Multifunctional rare earth oxide/MBG composite microspheres as a carrier for bone tumor treatment

Abstract

With the development of advanced composites, biomaterials have brought the field of tissue engineering and regeneration into a new era. Among them, composites of inorganic nonmetallic materials and rare earth oxides have unique structures and biochemical properties and have attracted widespread interest. In this work, rare earth oxides (CeO2)/inorganic nonmetallic materials (mesoporous bioactive glass, MBG) composite microspheres (CeO2/MBGs) were synthesized by a sol-gel method, and the in vitro biological effect of CeO2/MBGs was systematically studied. The filling of CeO2/MBGs in irregular bone tumor defects not only promoted osteogenic mineralization in MG63 cells but also had significant antibacterial effects on E. coli and S. aureus.
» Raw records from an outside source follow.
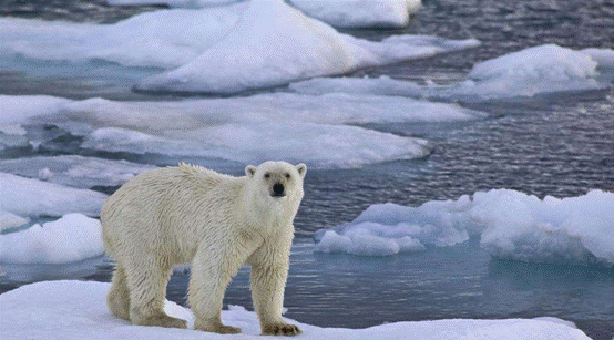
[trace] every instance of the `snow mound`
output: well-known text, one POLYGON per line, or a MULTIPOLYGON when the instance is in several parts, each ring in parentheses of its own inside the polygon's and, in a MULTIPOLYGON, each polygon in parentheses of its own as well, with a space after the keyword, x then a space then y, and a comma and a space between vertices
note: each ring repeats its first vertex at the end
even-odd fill
POLYGON ((313 79, 290 84, 297 93, 342 92, 371 95, 402 95, 447 100, 491 100, 534 96, 542 93, 606 89, 598 68, 613 68, 612 50, 575 51, 554 44, 540 45, 473 66, 468 80, 452 85, 428 84, 379 79, 313 79))
POLYGON ((2 264, 68 264, 104 253, 100 221, 68 214, 41 225, 0 235, 2 264))
POLYGON ((471 236, 499 258, 532 262, 614 265, 614 194, 543 200, 498 189, 419 207, 373 205, 354 221, 316 233, 316 251, 386 256, 453 246, 471 236))
MULTIPOLYGON (((454 47, 477 43, 463 41, 454 47)), ((442 44, 417 45, 415 39, 403 37, 382 42, 356 39, 305 17, 282 0, 253 0, 224 39, 187 64, 145 78, 135 89, 229 94, 449 50, 442 44)))
POLYGON ((14 229, 25 225, 30 219, 0 210, 0 233, 7 229, 14 229))
POLYGON ((0 54, 34 60, 104 60, 126 66, 176 68, 224 37, 246 6, 160 10, 114 24, 0 18, 0 54))
MULTIPOLYGON (((13 100, 16 103, 37 102, 38 97, 4 96, 0 111, 3 105, 17 107, 13 100)), ((178 102, 91 99, 62 102, 62 105, 50 106, 48 112, 31 119, 24 115, 18 120, 18 113, 16 111, 16 120, 11 121, 16 127, 24 130, 33 128, 35 124, 54 124, 73 137, 83 137, 83 148, 206 157, 242 164, 283 158, 308 162, 315 168, 357 167, 422 157, 430 153, 424 140, 358 125, 451 122, 487 116, 483 112, 456 104, 406 97, 294 93, 178 102)), ((23 137, 25 145, 44 146, 47 140, 38 137, 40 135, 44 133, 14 136, 23 137)), ((32 158, 31 166, 16 168, 19 164, 22 164, 19 159, 2 161, 0 171, 80 187, 105 185, 103 183, 114 181, 111 177, 130 176, 140 171, 140 166, 134 164, 113 165, 65 156, 32 158), (45 165, 47 162, 50 164, 45 165), (116 169, 110 171, 113 166, 116 169), (45 167, 49 169, 45 171, 45 167)))
POLYGON ((0 206, 20 216, 98 216, 106 195, 0 173, 0 206))
MULTIPOLYGON (((111 6, 166 4, 199 9, 227 6, 243 0, 108 0, 111 6)), ((420 0, 290 0, 308 17, 342 28, 400 28, 418 11, 420 0)))
POLYGON ((76 155, 0 161, 0 172, 79 188, 117 186, 155 166, 76 155))
MULTIPOLYGON (((243 307, 222 311, 223 322, 239 327, 243 334, 219 336, 193 329, 132 326, 106 310, 110 284, 47 281, 27 285, 0 295, 0 328, 12 339, 260 339, 256 315, 243 307)), ((165 311, 188 321, 186 308, 166 301, 165 311)), ((288 320, 290 322, 295 322, 288 320)), ((319 328, 297 323, 301 339, 399 339, 412 334, 424 340, 457 339, 557 339, 590 340, 581 330, 550 320, 438 320, 396 322, 367 329, 319 328)))
POLYGON ((291 0, 305 14, 339 28, 400 28, 420 0, 291 0))

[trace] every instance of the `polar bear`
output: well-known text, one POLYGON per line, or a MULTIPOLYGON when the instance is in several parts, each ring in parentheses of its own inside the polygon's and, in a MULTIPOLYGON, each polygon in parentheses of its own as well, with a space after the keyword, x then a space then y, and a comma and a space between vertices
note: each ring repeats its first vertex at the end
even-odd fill
POLYGON ((226 286, 248 264, 263 334, 300 333, 282 319, 282 308, 306 169, 269 161, 233 177, 180 164, 124 184, 101 212, 104 247, 116 261, 111 312, 134 324, 186 328, 163 303, 173 266, 192 264, 195 329, 238 333, 219 315, 226 286))

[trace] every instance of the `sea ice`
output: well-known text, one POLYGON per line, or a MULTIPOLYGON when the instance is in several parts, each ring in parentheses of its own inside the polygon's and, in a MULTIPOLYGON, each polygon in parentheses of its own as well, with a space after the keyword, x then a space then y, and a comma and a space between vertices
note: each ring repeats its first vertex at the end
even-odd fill
POLYGON ((106 195, 0 173, 0 207, 19 216, 98 216, 106 195))
POLYGON ((339 28, 399 28, 420 0, 290 0, 305 14, 339 28))
POLYGON ((373 205, 349 224, 318 230, 315 250, 385 256, 479 236, 481 247, 499 258, 611 267, 613 204, 614 194, 601 190, 539 199, 498 189, 419 207, 373 205))
POLYGON ((437 39, 422 45, 426 40, 403 35, 369 42, 340 34, 282 0, 253 0, 224 39, 190 63, 145 78, 135 89, 229 94, 478 44, 437 39))
POLYGON ((293 83, 297 93, 331 92, 436 97, 447 100, 490 100, 534 96, 561 91, 582 91, 611 86, 601 79, 598 68, 613 68, 612 50, 575 51, 554 44, 540 45, 477 63, 468 80, 451 84, 420 85, 415 82, 379 79, 311 79, 293 83))
MULTIPOLYGON (((479 43, 412 35, 366 41, 340 34, 282 0, 158 10, 114 24, 1 18, 0 35, 6 61, 69 61, 65 69, 70 72, 72 63, 101 60, 126 66, 177 68, 143 79, 136 89, 212 93, 342 74, 479 43)), ((80 66, 80 72, 88 70, 80 66)))
MULTIPOLYGON (((166 4, 172 8, 198 9, 226 6, 243 0, 108 0, 112 6, 166 4)), ((403 27, 418 11, 420 0, 290 0, 308 17, 334 27, 403 27)))
POLYGON ((78 155, 22 157, 0 161, 0 172, 79 188, 117 186, 153 165, 78 155))
POLYGON ((58 265, 100 256, 104 253, 101 233, 98 219, 68 214, 42 226, 0 235, 0 262, 58 265))
POLYGON ((237 3, 202 10, 158 10, 113 24, 0 18, 0 54, 176 68, 224 37, 246 7, 237 3))
MULTIPOLYGON (((14 100, 19 103, 25 97, 14 96, 14 100)), ((31 101, 37 100, 31 96, 31 101)), ((0 110, 2 105, 18 106, 11 96, 3 97, 0 110)), ((286 158, 308 162, 315 168, 339 168, 421 157, 430 152, 423 140, 357 125, 451 122, 485 116, 483 112, 456 104, 406 97, 274 93, 177 102, 69 101, 50 106, 48 112, 33 119, 25 115, 11 123, 21 128, 54 124, 73 136, 84 137, 81 147, 98 151, 211 157, 238 163, 286 158)), ((44 145, 45 141, 35 143, 44 145)), ((16 162, 19 161, 12 163, 16 162)), ((7 163, 10 162, 0 162, 0 169, 7 163)), ((60 181, 54 175, 63 171, 63 165, 44 166, 43 161, 37 164, 40 165, 37 172, 49 167, 50 173, 41 173, 43 177, 60 181)), ((101 166, 95 165, 96 168, 101 166)), ((29 168, 33 171, 34 167, 29 168)), ((14 171, 13 166, 10 172, 14 171)), ((28 176, 40 176, 31 171, 28 176)), ((23 172, 25 169, 18 173, 23 172)))
MULTIPOLYGON (((192 312, 166 301, 165 311, 187 320, 188 328, 132 326, 106 309, 110 284, 45 281, 27 285, 0 295, 0 329, 9 339, 262 339, 256 313, 231 306, 222 321, 239 327, 243 334, 219 336, 193 330, 192 312)), ((399 339, 411 334, 422 340, 590 340, 581 330, 559 319, 437 320, 395 322, 366 329, 320 328, 296 321, 301 339, 399 339)))
POLYGON ((25 217, 0 210, 0 233, 7 229, 19 228, 25 225, 29 220, 30 219, 25 217))

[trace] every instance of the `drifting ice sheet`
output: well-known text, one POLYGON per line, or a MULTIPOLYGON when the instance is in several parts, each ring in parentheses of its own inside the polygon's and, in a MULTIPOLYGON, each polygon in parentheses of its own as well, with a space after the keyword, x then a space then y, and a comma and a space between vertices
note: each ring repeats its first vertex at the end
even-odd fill
MULTIPOLYGON (((262 339, 258 319, 243 307, 231 306, 222 321, 239 327, 243 334, 219 336, 192 329, 132 326, 111 316, 105 297, 110 284, 48 281, 20 287, 0 295, 0 329, 11 339, 262 339), (61 311, 61 312, 58 312, 61 311)), ((193 327, 192 312, 166 301, 165 311, 186 319, 193 327)), ((294 322, 294 321, 291 321, 294 322)), ((367 329, 319 328, 299 323, 300 339, 399 339, 411 334, 422 340, 590 340, 581 330, 550 320, 438 320, 396 322, 367 329)))
POLYGON ((0 173, 0 206, 19 216, 98 216, 106 195, 0 173))
MULTIPOLYGON (((35 102, 38 97, 3 96, 0 111, 28 100, 35 102)), ((57 124, 84 136, 82 147, 100 151, 239 163, 285 158, 308 162, 316 168, 338 168, 421 157, 430 152, 423 140, 356 124, 465 121, 485 114, 405 97, 276 93, 180 102, 92 99, 50 106, 49 112, 30 120, 17 116, 11 122, 19 128, 57 124)), ((60 169, 49 167, 50 181, 57 181, 53 173, 60 169)))
POLYGON ((41 225, 0 235, 2 264, 68 264, 102 255, 101 225, 82 214, 68 214, 41 225))
POLYGON ((478 63, 469 73, 469 80, 454 85, 419 85, 388 76, 321 78, 293 83, 290 89, 307 94, 344 92, 448 100, 505 99, 612 86, 611 80, 601 79, 597 66, 614 69, 614 51, 574 51, 549 44, 478 63))
POLYGON ((178 69, 140 81, 135 89, 237 93, 478 44, 474 40, 457 41, 447 49, 443 39, 431 37, 439 43, 426 47, 403 38, 368 42, 340 34, 282 0, 253 0, 223 40, 178 69))
POLYGON ((614 265, 614 194, 543 200, 499 189, 420 207, 373 205, 356 220, 316 234, 317 251, 386 256, 452 246, 481 236, 500 258, 533 262, 614 265))
POLYGON ((420 0, 290 0, 307 16, 340 28, 405 27, 420 0))

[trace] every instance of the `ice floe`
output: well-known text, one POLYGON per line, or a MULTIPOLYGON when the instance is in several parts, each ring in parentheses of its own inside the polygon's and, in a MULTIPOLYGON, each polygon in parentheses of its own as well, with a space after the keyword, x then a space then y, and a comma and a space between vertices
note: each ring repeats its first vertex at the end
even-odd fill
POLYGON ((270 87, 479 44, 412 35, 356 39, 282 0, 158 10, 114 24, 2 18, 0 35, 0 53, 8 59, 177 68, 143 79, 136 89, 208 93, 270 87))
MULTIPOLYGON (((0 110, 4 104, 17 106, 11 99, 2 97, 0 110)), ((81 147, 96 151, 197 156, 243 164, 284 158, 308 162, 315 168, 339 168, 421 157, 430 152, 423 140, 358 125, 484 116, 454 104, 405 97, 275 93, 178 102, 69 101, 51 106, 42 116, 25 115, 12 123, 20 128, 55 124, 82 136, 81 147)))
POLYGON ((66 264, 100 256, 100 220, 82 214, 66 214, 53 221, 0 234, 2 264, 66 264))
POLYGON ((379 79, 313 79, 290 84, 297 93, 403 95, 447 100, 490 100, 534 96, 542 93, 606 89, 598 68, 612 68, 612 50, 575 51, 554 44, 540 45, 477 63, 468 80, 451 84, 421 85, 415 82, 379 79))
POLYGON ((499 258, 614 265, 614 194, 539 199, 498 189, 419 207, 372 205, 354 221, 316 233, 316 251, 386 256, 480 237, 499 258))
POLYGON ((24 217, 82 213, 98 216, 106 195, 0 173, 0 207, 24 217))
POLYGON ((117 186, 153 165, 78 155, 0 159, 0 172, 79 188, 117 186))
MULTIPOLYGON (((106 310, 110 284, 47 281, 0 295, 0 328, 11 339, 260 339, 256 313, 231 306, 222 321, 239 327, 243 334, 219 336, 193 330, 192 312, 166 301, 165 311, 187 320, 190 329, 132 326, 106 310), (61 311, 61 312, 59 312, 61 311)), ((295 322, 295 321, 291 321, 295 322)), ((366 329, 320 328, 297 323, 301 339, 557 339, 589 340, 581 330, 560 319, 437 320, 395 322, 366 329)))
MULTIPOLYGON (((243 0, 108 0, 112 6, 166 4, 198 9, 226 6, 243 0)), ((421 6, 420 0, 290 0, 308 17, 342 28, 399 28, 421 6)))
POLYGON ((409 23, 420 0, 291 0, 305 14, 339 28, 399 28, 409 23))
POLYGON ((371 42, 340 34, 282 0, 253 0, 231 32, 202 55, 175 70, 146 78, 135 89, 229 94, 477 44, 474 40, 413 35, 371 42))

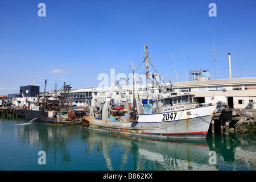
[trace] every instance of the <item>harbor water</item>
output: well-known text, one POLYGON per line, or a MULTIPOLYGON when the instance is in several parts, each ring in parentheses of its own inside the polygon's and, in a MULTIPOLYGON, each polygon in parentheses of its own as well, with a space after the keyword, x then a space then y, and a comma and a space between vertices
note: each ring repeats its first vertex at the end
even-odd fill
POLYGON ((255 171, 256 137, 161 140, 2 117, 0 170, 255 171))

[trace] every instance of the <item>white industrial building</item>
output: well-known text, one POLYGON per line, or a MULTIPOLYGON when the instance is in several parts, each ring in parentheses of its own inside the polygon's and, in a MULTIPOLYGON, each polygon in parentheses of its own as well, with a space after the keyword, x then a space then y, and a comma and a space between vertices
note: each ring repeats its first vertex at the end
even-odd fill
MULTIPOLYGON (((231 108, 245 109, 249 102, 256 102, 256 77, 208 80, 200 78, 196 81, 167 83, 175 92, 189 92, 200 103, 216 104, 218 102, 226 103, 231 108), (197 81, 198 80, 198 81, 197 81)), ((133 102, 133 88, 123 86, 129 102, 133 102)), ((158 93, 158 88, 149 87, 151 93, 158 93)), ((104 102, 110 88, 97 88, 72 90, 68 101, 71 105, 77 106, 96 106, 104 102)), ((141 94, 146 94, 146 85, 138 85, 141 94)), ((122 104, 117 86, 114 90, 112 102, 122 104)))

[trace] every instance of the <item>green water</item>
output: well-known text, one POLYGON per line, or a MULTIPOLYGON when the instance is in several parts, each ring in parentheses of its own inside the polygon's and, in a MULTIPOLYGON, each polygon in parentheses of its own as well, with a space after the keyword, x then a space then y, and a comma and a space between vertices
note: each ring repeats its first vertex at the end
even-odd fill
POLYGON ((0 120, 0 170, 256 170, 255 149, 255 135, 161 140, 88 130, 81 125, 0 120), (42 151, 45 164, 38 162, 42 151))

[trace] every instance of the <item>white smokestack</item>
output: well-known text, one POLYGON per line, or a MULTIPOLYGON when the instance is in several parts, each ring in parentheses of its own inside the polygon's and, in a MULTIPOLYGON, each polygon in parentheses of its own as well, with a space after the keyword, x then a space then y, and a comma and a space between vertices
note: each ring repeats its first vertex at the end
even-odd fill
POLYGON ((229 55, 229 79, 231 78, 231 57, 230 57, 230 53, 228 53, 229 55))

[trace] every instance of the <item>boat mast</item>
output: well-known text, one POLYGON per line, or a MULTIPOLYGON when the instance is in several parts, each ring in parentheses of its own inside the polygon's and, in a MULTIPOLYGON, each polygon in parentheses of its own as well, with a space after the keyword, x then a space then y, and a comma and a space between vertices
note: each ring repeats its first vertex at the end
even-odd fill
POLYGON ((149 52, 147 52, 147 44, 146 44, 144 45, 144 56, 142 57, 144 57, 145 59, 144 60, 143 62, 146 61, 146 82, 147 82, 147 88, 146 88, 146 90, 147 90, 147 98, 148 100, 148 96, 149 96, 149 93, 148 93, 148 73, 150 73, 149 71, 149 65, 148 65, 148 59, 153 59, 152 57, 148 57, 148 53, 149 52))
POLYGON ((46 79, 44 81, 44 102, 43 102, 43 111, 44 111, 46 110, 46 83, 47 82, 47 80, 46 79))

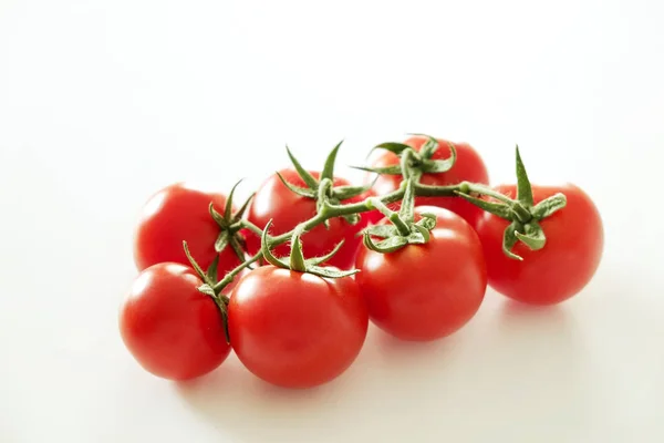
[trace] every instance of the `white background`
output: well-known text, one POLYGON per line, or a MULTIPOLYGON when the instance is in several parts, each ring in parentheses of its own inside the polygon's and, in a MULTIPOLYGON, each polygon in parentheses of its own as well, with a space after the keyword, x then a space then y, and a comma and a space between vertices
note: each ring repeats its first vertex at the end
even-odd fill
POLYGON ((658 0, 0 0, 0 442, 664 441, 663 20, 658 0), (407 132, 470 142, 494 182, 519 143, 535 182, 583 186, 592 284, 549 309, 489 290, 437 343, 372 329, 313 391, 235 357, 183 385, 137 367, 116 316, 149 194, 248 193, 286 143, 318 167, 345 137, 359 164, 407 132))

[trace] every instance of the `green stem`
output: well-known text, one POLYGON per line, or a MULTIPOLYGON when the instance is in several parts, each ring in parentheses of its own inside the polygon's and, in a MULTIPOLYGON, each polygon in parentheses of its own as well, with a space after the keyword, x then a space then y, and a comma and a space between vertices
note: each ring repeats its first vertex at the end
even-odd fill
MULTIPOLYGON (((454 196, 456 196, 455 192, 457 192, 457 190, 466 193, 466 194, 477 193, 477 194, 488 195, 488 196, 499 199, 501 202, 506 202, 506 203, 510 203, 510 204, 512 203, 512 200, 510 200, 505 195, 497 193, 494 189, 491 189, 485 185, 478 185, 478 184, 474 184, 474 183, 469 183, 469 182, 463 182, 458 185, 450 185, 450 186, 428 186, 428 185, 423 185, 419 183, 415 184, 415 195, 422 196, 422 197, 454 197, 454 196)), ((362 202, 351 203, 347 205, 330 205, 329 203, 325 202, 325 204, 322 207, 322 210, 320 210, 315 216, 313 216, 309 220, 300 224, 299 228, 301 228, 302 231, 309 231, 309 230, 313 229, 314 227, 317 227, 334 217, 341 217, 344 215, 352 215, 352 214, 362 214, 362 213, 366 213, 370 210, 374 210, 376 208, 372 204, 369 203, 370 198, 376 198, 382 204, 390 204, 390 203, 401 200, 404 197, 404 194, 405 194, 405 186, 402 186, 398 189, 393 190, 390 194, 385 194, 381 197, 369 197, 362 202)), ((398 222, 402 222, 402 220, 400 219, 398 222)), ((398 226, 398 222, 393 220, 393 223, 395 223, 397 229, 400 229, 400 231, 401 231, 403 229, 403 227, 398 226)), ((252 224, 251 222, 242 219, 240 223, 241 223, 242 227, 251 230, 253 234, 256 234, 258 236, 262 235, 262 229, 259 228, 258 226, 256 226, 255 224, 252 224)), ((270 246, 274 247, 274 246, 279 246, 279 245, 282 245, 282 244, 289 241, 293 236, 293 231, 294 231, 294 229, 290 230, 288 233, 280 234, 276 237, 270 237, 270 246)), ((239 265, 237 268, 235 268, 234 270, 228 272, 221 281, 219 281, 217 285, 215 285, 215 287, 214 287, 215 291, 219 291, 224 286, 228 285, 232 280, 232 278, 236 277, 242 269, 245 269, 247 266, 260 260, 261 258, 262 258, 262 254, 259 251, 253 257, 251 257, 248 261, 245 261, 243 264, 239 265)))
POLYGON ((215 286, 212 286, 212 289, 215 290, 215 292, 219 292, 221 289, 224 289, 226 286, 228 286, 228 284, 230 284, 232 281, 232 279, 236 278, 237 275, 242 271, 242 269, 245 269, 247 266, 255 264, 256 261, 260 260, 261 258, 262 258, 262 253, 259 251, 258 254, 256 254, 253 257, 251 257, 243 264, 237 266, 234 270, 227 272, 226 276, 224 276, 224 278, 221 280, 219 280, 215 286))

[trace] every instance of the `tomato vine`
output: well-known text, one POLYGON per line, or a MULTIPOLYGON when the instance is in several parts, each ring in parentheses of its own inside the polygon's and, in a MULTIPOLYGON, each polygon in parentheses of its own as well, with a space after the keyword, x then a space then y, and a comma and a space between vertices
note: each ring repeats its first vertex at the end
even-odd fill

CeO2 enters the MBG network as a network modifier, while doxorubicin (DOX) is adsorbed into the mesoporous structure through electrostatic interactions, which endows CeO2/MBGs with excellent bioactivity and controlled DOX release behavior. Moreover, the results of in vitro experiments showed that the proper addition of rare earth oxides had no toxic effect on normal cells, and the combination of rare earth oxides with antitumor drugs could slow the release of DOX through the use of an intelligent response design system, thus inducing the apoptosis of MG63 cells. This work suggested that combination chemotherapy and the design of a rare earth oxide/MBG composite microspheres may be potential therapeutic approaches for the postoperative repair of bone tumor defects. The construction of this multifunctional rare earth oxide/inorganic biocomposite provides a way to apply the material to bone tissue.